The ICA brand weakens

ICA-Stig cast. Photo: Peter Gehrke/ICA press photo
The ICA feelgood advertising soap opera featuring the grocer “ICA-Stig”, and his store staff, has been running since 2001, allegedly a world record for such concepts. But the reality of ICA’s position in Sweden is more dramatic at the moment. Photo: Peter Gehrke/ICA press photo
By Reidar Molthe

14 June 2023 11:21

The ICA brand weakens

Forget Volo, forget Coca-Cola, forget Ikea. Until less than a year ago, Sweden's strongest brand was ICA. Now it is history! How can such a strong brand break down in less than two years?

Perhaps too many decades of success and market growth have made management and merchants deaf to the central market change. It can most certainly look like this when ICA does not even yet have a low-cost concept in place!

For years and years, the pleasant ICA grocer has delivered the good life to an increasingly saturated Swedish middle class. It has built a solid foundation for one of Sweden's strongest brands. An unbreakable foundation, most people thought.

That the long-time top managers Per Strömberg and Anders Svensson would leave their CEO chairs came as a surprise when the announcement was made last summer. According to reports at lower levels in headquarter there has been frustration and internal criticism about how the management managed the inflationary year of 2022. Excess growth in the central organization was also criticised by many shopkeepers. Too large, too dominant and too costly, many argued.

As if that was not enough, a trial against twenty merchants and employees will come up in September for gross insider trading. It could mean long prison sentences for several ICA grocers. At least that is what the rumours say among Swedish consumers.

Insider trading and collapsing reputation – a bomb

Kantar’s reputation index for 2023 shows that ICA's reputation among consumers is collapsing. The group backs down by as much as 13 percent and now places itself outside the top ten among large Swedish companies, after having subscribed to top places for many years.

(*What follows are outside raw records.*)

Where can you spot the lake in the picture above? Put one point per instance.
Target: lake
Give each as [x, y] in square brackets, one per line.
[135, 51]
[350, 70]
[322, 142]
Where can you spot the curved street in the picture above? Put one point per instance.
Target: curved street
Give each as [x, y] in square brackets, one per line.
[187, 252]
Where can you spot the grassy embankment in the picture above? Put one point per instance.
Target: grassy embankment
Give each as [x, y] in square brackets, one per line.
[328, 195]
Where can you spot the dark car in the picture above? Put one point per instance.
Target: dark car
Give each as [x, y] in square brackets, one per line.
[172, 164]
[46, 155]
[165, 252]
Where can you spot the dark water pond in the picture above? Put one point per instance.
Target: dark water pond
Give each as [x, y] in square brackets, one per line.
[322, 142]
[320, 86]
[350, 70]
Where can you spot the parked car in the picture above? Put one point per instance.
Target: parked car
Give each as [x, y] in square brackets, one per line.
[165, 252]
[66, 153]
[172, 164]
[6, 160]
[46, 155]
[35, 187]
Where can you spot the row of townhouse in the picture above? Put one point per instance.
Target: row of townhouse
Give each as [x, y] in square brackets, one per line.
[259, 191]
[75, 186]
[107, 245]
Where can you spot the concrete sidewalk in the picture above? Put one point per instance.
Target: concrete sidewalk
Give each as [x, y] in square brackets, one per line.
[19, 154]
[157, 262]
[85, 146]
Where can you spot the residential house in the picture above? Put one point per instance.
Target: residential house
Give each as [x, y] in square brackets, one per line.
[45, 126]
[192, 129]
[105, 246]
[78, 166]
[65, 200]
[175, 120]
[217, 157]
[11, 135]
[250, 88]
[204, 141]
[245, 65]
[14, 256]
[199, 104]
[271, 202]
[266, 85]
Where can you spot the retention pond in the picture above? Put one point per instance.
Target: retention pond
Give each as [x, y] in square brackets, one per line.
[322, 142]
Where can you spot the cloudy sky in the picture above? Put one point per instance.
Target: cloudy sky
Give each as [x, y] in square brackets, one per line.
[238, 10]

The trial starting in September, will escalate the problems for ICA. Few know all the details of insider crime, but everyone understands that it is morally wrong and that it is about greed. On the floor of a store owned and operated by a suspected grocer, the consequences of the tangle have already had practical consequences, according to an employee.

“I know several customers who have completely stopped shopping here and some have not even set foot with us since then, due to the grocers making as much money as they do. It becomes too much, and it affects the name ICA, says the person, adding that the alleged crimes are widely discussed among the local population. “If they are convicted, and if they end up in prison, I think this will damage ICA to the extent of the bomb.”

Price -–insider fraud – death threats

The low-cost players are celebrated – while ICA must bear the brunt of the Swedes' anger. A turbulent spring has taken its toll on Sweden's most beloved brand, where price, insider fraud and million-dollar profits have caused 39 percent of Swedes to lose confidence in the food giant.

“We have received so much undeserved crap in recent months. It feels like we are under attack. We have invested in price but have not received any credit for it at all.”

So says an ICA dealer, who does not want to be identified, to the business magazine Resumé (for subscribers). There are more retailers who share the image and have taken the organisation's internal warnings about death threats from upset consumers seriously.

“Greedy" grocers

Professor Ulf Johansson has followed the grocery market for over thirty years.

The storm surrounding ICA and the prices is about two things, he argues. By virtue of its size, ICA is the given target when criticism is directed at the grocery trade, where it is easy to allude to hateful images of "greedy" grocers who are governed exclusively by financial interests. He also disapproves of ICA's media handling of food price inflation.

“The company and the grocers all over Sweden have had a conviction that there is trust in Ica among the customers, but I think they have misjudged the relationship and become spoiled after all the successes for generations. ICA has found it difficult to even imagine that their pricing could be questioned, and they have never been near building a discount or hard discount concept.”

Soap and Reality

With the help of ICA-Stig (a very famous advertising figure) the group succeeded to build a TV soap around a small ICA shop and likeable characters. They brought all the good values with ICA, the privately owned, personal and local. What you do not get to see is the other side: the industrial and dominant and the big stores that makes large profits.

ICA's brand loses on several parameters and especially when it comes to low prices. It must be embarrassing that the group which collects 53 percent of the market, ends up behind the smallest player Lidl in the communication about the price reductions in April. It seems the model with free traders in collaboration with a joint purchasing organization and privately owned stores works well when things are going well but becomes problematic when the wind is bad.

Now affluent consumers are looking for low prices in a way that has not been seen before in Sweden and ICA is without a low-price concept. A tragedy worthy of a soap opera! However, ICA Stig has little to contribute in that commercial.